Dirac particle in a spherical scalar potential well

TL;DR

This paper solves the Dirac equation for a spin-1/2 particle in a spherical scalar potential well, calculating energy levels and wave functions, and compares results with the MIT bag model, offering insights into nuclear modeling.

Contribution

It provides analytical solutions for the Dirac equation in a spherical scalar potential well, including finite potential cases, extending previous models like the MIT bag model.

Findings

Energy eigenvalues for specific states calculated

Wave functions analyzed at the potential boundary

Results agree with the MIT bag model at infinite potential limit

Abstract

In this paper we investigate a solution of the Dirac equation for a spin-$\frac{1}2$ particle in a scalar potential well with full spherical symmetry. The energy eigenvalues for the quark particle in $s_{1/2}$ states (with $\kappa=-1$) and $p_{1/2}$ states (with $\kappa=1$) are calculated.

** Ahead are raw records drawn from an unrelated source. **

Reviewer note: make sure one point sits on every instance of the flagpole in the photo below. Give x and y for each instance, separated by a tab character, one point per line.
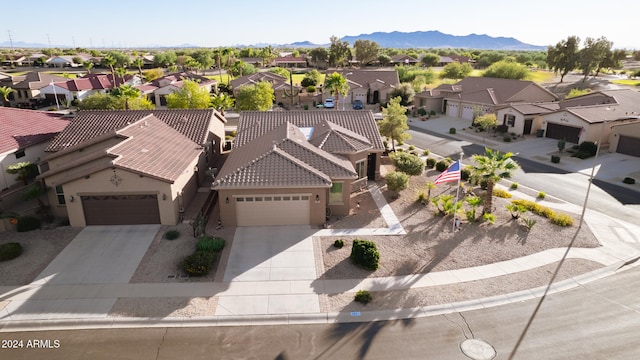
455	205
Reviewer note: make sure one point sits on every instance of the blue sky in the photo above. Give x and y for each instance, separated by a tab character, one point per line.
137	23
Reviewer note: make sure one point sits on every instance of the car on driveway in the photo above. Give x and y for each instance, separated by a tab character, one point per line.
328	103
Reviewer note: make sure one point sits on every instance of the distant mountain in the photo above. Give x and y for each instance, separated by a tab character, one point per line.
436	39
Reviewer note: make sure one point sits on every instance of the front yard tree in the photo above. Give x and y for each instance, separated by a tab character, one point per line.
394	123
507	70
337	85
455	70
190	96
593	55
258	97
366	51
492	167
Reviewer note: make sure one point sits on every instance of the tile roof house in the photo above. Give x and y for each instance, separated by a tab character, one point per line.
113	167
28	86
24	136
588	117
475	96
369	86
291	167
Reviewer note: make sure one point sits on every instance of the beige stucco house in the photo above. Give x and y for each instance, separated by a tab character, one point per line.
130	167
293	167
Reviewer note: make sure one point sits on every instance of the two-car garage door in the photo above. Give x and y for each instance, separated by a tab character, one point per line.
121	209
264	210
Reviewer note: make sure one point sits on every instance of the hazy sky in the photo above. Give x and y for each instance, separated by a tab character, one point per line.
213	23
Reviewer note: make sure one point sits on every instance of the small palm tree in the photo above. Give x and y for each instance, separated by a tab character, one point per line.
492	167
5	91
337	85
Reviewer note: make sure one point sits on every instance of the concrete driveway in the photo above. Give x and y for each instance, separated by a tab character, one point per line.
100	255
271	253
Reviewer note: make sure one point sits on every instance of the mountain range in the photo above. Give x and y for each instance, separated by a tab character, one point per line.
395	39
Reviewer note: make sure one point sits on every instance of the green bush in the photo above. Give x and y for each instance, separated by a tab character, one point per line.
210	244
365	254
199	263
442	165
363	296
10	251
172	234
28	223
501	193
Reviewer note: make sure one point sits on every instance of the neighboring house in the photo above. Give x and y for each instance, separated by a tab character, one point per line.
172	82
130	167
81	88
281	86
369	86
404	60
24	136
292	167
474	96
589	117
28	86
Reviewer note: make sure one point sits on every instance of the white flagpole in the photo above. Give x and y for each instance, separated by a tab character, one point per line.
455	205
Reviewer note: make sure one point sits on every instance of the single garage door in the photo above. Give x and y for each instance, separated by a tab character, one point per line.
265	210
121	209
629	145
559	132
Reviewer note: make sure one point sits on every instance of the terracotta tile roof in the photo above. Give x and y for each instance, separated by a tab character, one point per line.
87	124
292	161
253	124
148	146
22	128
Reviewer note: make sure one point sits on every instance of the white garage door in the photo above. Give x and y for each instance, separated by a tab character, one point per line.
265	210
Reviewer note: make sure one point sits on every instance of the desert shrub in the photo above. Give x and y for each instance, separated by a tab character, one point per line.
199	263
210	244
10	251
442	165
408	163
363	296
365	254
561	219
172	234
28	223
501	193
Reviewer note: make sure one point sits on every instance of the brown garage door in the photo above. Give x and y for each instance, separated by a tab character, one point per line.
568	133
121	209
629	145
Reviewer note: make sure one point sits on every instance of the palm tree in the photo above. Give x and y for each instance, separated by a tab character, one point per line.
139	63
337	85
5	91
492	167
221	102
127	92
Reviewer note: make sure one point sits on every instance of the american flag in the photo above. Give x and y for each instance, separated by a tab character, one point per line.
451	174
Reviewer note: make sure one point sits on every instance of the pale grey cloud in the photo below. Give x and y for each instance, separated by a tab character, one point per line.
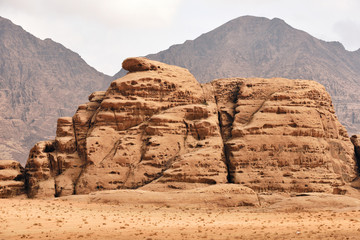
105	32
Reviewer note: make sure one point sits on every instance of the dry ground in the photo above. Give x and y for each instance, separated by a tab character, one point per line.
82	217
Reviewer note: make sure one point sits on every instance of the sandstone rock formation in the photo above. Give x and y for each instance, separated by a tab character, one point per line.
11	178
259	47
40	81
157	128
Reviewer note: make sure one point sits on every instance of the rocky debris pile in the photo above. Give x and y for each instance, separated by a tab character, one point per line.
158	129
11	178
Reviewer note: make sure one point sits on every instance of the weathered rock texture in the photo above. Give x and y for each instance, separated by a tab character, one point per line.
158	128
40	81
11	178
259	47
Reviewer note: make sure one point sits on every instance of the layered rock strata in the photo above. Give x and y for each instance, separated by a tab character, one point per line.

We also study the continuous Dirac wave function for a quark in such a potential, which is not necessarily infinite. Our results, at infinite limit, are in good agreement with the MIT bag model. We make some remarks about the sharpness value of the wave function on the wall. This model, for finite values of potential, also could serve as an effective model for the nucleus where $U(r)$ is the effective single particle potential.